她躲过他的手指,恼羞地别过头,只给他鬓发上的银蝴蝶跃跃而动。
“自然是舍不得阿兄,我与阿兄终究与别人不同,万一嫂嫂进门看出些什么,受苦的终究是我,倒不如阿兄赶紧些将我嫁出去,这样也省得到时候里外不是人了。”
这话比刚才的要真不少,有了几分吃味儿。
息扶藐捏回她的脸,将人抱起来直接放在榻上,低头吻上她的鼻尖:“那妹妹可要好生对阿兄,这样说不定阿兄腻了、厌烦了,就将你嫁出去了。”
学做她的语气,顺着她的话蹬鼻子上脸。
孟婵音眸中闪过一丝恼意,抬起头就咬住他的下巴,但又不敢太用力了。
万一留下齿印,还从她的院中出去,她根本就说不清。
留情的一咬,让息扶藐莞尔,“看来妹妹真是喜欢阿兄,连反咬一口都还要留情。”
从喉咙滚动溢出的轻笑混合轻慢和懒散,厮磨着她的耳朵。
孟婵音心尖轻颤,双腮蔓延晕红,下意识松开了口。
一松开就又被他抓住机会,修长的指节顶开她的唇,探索似地摸着玉贝般的皓齿,整齐又小巧。
“连牙都没有长全,就学会了咬人。

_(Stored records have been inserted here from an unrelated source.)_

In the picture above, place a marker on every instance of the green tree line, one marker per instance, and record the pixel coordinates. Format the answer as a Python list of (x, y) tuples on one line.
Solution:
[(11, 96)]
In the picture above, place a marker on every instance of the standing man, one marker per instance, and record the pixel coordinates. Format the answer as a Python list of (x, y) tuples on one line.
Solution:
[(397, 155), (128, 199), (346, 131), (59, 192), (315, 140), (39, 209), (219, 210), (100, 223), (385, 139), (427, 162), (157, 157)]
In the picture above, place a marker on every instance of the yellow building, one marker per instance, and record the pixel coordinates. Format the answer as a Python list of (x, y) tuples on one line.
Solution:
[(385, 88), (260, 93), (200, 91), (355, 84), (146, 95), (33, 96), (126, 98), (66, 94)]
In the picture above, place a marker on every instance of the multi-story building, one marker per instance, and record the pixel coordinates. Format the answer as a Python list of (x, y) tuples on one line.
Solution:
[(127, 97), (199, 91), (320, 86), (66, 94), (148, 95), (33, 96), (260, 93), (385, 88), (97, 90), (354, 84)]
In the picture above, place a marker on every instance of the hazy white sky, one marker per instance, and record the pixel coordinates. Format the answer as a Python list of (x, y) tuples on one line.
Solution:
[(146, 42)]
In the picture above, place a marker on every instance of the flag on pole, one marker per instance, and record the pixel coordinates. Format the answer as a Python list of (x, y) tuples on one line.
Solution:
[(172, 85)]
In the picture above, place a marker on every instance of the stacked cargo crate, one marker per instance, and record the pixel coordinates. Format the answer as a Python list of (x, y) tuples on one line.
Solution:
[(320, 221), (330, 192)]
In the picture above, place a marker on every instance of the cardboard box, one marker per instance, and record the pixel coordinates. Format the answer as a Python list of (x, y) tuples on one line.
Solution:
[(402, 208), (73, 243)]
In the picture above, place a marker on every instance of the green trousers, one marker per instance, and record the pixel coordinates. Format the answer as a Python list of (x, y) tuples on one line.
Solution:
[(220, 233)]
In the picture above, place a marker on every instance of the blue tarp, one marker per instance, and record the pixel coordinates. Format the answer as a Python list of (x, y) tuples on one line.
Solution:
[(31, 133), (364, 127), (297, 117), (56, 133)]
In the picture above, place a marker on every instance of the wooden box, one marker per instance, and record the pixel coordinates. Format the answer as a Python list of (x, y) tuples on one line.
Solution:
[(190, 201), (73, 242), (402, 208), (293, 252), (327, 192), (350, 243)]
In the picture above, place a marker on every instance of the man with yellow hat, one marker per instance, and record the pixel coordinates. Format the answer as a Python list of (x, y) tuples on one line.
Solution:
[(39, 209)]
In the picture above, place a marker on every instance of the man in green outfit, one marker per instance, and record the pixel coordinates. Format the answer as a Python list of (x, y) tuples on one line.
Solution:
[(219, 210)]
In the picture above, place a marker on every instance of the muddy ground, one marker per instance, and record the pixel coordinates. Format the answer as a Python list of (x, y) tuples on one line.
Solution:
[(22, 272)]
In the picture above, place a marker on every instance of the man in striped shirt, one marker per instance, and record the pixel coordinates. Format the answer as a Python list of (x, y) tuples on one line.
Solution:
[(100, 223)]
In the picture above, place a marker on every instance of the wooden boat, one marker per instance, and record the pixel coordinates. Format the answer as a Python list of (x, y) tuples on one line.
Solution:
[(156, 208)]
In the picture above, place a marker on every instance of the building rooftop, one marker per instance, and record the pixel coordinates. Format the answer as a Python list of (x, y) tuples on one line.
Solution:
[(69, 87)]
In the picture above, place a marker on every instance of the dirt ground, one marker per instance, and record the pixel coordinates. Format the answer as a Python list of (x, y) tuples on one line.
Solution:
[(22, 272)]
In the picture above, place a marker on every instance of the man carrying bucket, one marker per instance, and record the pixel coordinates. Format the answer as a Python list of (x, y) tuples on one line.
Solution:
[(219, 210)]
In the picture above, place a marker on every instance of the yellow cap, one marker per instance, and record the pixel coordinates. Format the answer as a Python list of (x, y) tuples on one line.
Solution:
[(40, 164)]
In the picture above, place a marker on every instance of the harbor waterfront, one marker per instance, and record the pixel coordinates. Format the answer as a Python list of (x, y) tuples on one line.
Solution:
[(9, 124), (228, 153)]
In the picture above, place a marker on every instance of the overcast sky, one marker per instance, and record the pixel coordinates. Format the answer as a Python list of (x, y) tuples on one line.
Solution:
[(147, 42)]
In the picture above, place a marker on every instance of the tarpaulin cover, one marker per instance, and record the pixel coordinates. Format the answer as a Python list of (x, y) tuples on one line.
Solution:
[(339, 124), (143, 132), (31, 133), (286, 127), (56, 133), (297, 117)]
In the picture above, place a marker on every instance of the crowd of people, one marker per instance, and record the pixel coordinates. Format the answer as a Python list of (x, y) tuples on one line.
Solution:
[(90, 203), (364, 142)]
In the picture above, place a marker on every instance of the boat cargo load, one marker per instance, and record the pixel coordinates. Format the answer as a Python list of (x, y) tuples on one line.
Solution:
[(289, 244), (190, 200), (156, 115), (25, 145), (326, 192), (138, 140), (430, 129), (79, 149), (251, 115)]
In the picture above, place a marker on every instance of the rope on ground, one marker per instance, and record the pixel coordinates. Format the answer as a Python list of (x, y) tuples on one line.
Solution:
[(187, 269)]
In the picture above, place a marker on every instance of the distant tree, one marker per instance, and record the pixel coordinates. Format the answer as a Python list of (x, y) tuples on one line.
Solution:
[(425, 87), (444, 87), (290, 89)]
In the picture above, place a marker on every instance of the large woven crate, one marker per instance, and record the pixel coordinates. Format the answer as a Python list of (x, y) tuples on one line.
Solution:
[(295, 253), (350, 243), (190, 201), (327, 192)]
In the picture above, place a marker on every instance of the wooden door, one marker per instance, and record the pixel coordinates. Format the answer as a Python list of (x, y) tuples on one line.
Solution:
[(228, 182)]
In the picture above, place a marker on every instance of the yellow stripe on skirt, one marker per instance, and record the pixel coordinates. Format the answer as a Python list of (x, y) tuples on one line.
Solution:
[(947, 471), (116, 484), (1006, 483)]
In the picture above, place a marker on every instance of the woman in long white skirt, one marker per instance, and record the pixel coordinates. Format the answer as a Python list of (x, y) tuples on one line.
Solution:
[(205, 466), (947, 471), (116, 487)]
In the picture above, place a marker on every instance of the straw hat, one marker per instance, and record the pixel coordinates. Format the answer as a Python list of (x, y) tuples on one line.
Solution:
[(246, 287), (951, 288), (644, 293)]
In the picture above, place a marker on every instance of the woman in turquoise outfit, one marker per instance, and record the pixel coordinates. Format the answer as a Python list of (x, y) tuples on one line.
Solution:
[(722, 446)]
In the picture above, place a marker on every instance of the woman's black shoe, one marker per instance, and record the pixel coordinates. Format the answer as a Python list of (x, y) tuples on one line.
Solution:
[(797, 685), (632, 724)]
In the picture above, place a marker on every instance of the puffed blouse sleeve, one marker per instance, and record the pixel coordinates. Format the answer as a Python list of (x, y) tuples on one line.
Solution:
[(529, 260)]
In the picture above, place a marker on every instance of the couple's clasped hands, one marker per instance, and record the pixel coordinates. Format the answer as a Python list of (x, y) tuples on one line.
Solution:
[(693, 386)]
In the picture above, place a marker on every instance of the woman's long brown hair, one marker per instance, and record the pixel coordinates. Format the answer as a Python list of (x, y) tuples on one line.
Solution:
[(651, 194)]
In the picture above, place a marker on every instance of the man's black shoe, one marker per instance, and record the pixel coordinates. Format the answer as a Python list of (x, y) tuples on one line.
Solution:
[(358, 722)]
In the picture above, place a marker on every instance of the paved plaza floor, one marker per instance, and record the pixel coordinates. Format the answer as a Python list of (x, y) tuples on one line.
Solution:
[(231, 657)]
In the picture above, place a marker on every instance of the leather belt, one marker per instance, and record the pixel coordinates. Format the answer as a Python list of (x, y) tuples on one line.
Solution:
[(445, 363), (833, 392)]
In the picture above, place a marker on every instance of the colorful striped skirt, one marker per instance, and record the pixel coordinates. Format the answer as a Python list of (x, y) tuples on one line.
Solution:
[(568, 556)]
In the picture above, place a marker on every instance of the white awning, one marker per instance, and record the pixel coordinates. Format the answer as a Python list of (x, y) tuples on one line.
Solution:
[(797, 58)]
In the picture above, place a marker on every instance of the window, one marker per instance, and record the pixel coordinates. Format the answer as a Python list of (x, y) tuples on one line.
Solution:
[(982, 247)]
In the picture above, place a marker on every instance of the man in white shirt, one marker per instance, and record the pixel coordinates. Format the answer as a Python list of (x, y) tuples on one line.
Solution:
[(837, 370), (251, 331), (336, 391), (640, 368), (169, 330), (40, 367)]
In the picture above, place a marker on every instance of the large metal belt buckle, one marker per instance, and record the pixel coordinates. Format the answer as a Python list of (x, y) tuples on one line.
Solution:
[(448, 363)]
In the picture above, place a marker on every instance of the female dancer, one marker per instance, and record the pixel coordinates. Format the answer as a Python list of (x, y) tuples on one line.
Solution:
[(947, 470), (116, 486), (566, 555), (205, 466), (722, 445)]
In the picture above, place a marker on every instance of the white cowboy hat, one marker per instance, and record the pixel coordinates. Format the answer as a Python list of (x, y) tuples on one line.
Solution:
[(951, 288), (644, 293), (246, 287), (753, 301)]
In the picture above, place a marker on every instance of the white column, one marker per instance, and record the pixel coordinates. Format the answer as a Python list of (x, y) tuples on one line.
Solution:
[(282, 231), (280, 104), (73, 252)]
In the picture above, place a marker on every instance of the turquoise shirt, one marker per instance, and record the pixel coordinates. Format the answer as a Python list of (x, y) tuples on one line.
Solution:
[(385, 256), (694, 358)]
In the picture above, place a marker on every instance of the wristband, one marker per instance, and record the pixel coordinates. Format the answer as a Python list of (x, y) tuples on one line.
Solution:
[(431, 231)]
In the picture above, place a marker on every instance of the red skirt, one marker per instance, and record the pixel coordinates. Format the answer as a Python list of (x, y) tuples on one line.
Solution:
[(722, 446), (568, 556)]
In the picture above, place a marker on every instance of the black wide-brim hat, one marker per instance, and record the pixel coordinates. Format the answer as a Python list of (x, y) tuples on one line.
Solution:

”他眼眸微眯,氤氲了几分风流在面上。
分明是摸的牙齿,她却有种浑身潮湿的错觉,尤其是腹中下涌一股热意,让她忍不住悄悄将膝盖并紧些。
孟婵音被他摸得眼眶微红,含糊不清地驳他的话:“你才没长齐牙齿。”
因为身体本能的敏感反应,她恼羞成怒了,也因为他说的话。
里面本来她在十四岁那年最里侧长了齿的,但后来吃枣时不小心用力咬没了一颗,当时她爱美,担忧少了牙齿脸不对称会不好看,所以就求着他请了京城的大夫,将她后长的几颗牙一起拔了。
因为这件事很丢人,所以她从未和别人讲过,只有息扶藐知道,现在他又拿这件事来笑话她。
孟婵音越想越生气,便用力咬着他的手指,挑衅地抬眸望着他。
指节虽然疼,但小姑娘挑衅的目光像极了纵火的元凶,几乎是一瞬间,他便有了冲动。
他看她的眼神都变了。
两人彼此太熟悉了,一个眼神便能互相明白是什么意思。
孟婵音松开牙齿,用舌尖将他顶出去,仗着身躯娇小,也不怕丢人,急忙忙的从他手臂下钻过去后,捉起裙摆就往外面跑。
身后的男人怎会给她机会。
长臂一揽,勾着她的腰,就将人拉了回来。
天旋地转间,孟婵音只觉得眼前都是花的,尚未反应过来就被扑倒在榻上,双腮被掐着抬起。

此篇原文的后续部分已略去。